Extraction: How to position span elements?
Hi,
after extraction, we sometimes have elements like these, where there is a parent with Text (here "NO") and a child which contains a part of the text, with different font properties (here "2", which should be "N2O" if combined). My question is: How can one combine such an inline element at the right position in the text-flow?
In the docs (Extract API | How Tos | PDF Extract API | Adobe PDF Services) I see:
Text: Text for the element in UTF-8 format, only reported for text elements. When inline elements are reported separately from parent block element, then this value has references to those inline elements.
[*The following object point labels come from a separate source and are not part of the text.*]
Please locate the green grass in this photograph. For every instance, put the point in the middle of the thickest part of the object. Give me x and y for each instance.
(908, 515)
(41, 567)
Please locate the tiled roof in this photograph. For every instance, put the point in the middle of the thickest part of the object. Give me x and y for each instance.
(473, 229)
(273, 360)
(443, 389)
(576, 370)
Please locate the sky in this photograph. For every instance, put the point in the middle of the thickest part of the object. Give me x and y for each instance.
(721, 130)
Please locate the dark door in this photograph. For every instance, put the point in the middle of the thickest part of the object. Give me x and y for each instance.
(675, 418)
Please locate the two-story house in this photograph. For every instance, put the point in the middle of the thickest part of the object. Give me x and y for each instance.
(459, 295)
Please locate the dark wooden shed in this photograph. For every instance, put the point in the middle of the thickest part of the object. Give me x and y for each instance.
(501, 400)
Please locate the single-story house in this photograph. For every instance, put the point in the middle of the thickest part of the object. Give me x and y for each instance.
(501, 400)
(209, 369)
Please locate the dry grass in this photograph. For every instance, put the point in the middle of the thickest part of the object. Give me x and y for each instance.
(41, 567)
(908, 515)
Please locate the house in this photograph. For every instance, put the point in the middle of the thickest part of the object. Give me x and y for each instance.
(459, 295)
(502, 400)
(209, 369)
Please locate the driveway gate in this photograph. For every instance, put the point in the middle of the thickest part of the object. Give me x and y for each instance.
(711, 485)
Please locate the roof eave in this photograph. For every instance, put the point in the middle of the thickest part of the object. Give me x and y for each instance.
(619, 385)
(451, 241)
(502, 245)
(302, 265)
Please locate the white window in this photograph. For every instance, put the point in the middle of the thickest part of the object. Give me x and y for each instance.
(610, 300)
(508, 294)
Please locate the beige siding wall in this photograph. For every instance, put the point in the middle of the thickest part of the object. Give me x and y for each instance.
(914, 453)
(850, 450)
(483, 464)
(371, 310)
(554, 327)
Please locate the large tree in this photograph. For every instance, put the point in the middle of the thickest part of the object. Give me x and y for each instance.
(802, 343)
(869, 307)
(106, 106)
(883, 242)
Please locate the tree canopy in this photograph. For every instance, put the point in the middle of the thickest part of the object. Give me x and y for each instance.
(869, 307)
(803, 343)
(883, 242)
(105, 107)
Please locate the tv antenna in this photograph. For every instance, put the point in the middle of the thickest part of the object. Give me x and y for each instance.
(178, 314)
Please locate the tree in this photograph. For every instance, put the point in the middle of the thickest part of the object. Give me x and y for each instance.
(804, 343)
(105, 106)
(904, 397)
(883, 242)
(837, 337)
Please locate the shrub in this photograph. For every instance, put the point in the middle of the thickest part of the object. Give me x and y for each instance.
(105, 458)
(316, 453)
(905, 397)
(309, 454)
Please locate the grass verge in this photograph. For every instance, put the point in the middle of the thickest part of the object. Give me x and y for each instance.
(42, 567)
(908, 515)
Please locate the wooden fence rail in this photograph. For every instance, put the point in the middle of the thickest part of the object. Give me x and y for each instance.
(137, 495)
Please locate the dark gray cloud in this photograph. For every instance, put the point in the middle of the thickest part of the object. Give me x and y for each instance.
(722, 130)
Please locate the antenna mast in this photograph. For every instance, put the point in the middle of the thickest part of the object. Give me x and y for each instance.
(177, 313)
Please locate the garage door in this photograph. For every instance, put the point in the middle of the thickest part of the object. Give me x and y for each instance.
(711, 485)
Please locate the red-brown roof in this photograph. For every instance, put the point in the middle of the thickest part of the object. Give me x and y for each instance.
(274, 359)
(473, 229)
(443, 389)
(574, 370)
How can I see such a reference to the inline element? Or is this meant differently?
...
{
"Bounds": [
211.8,
333.0,
222.9,
398.5
],
"Font": {
"alt_family_name": "Times",
"embedded": true,
"encoding": "MacRomanEncoding",
"family_name": "Times",
"font_type": "Type1",
"italic": false,
"monospaced": false,
"name": "...+Times-Roman",
"subset": true,
"weight": 400
},
"HasClip": true,
"ObjectID": 93,
"Page": 0,
"Path": "//Document/Sect/P[15]/Sub[3]",
"Rotation": 90.0,
"Text": "NO ",
"TextSize": 9.2,
"attributes": {
"Placement": "Block"
}
},
{
"Bounds": [
215.7,
339.7,
222.9,
344.5
],
"Font": {
"alt_family_name": "Times",
"embedded": true,
"encoding": "MacRomanEncoding",
"family_name": "Times",
"font_type": "Type1",
"italic": false,
"monospaced": false,
"name": "...+Times-Roman",
"subset": true,
"weight": 400
},
"HasClip": true,
"ObjectID": 94,
"Page": 0,
"Path": "//Document/Sect/P[15]/Sub[3]/StyleSpan",
"Rotation": 90.0,
"Text": "2 ",
"TextSize": 6.4,
"attributes": {
"TextPosition": "Sup"
}
}
...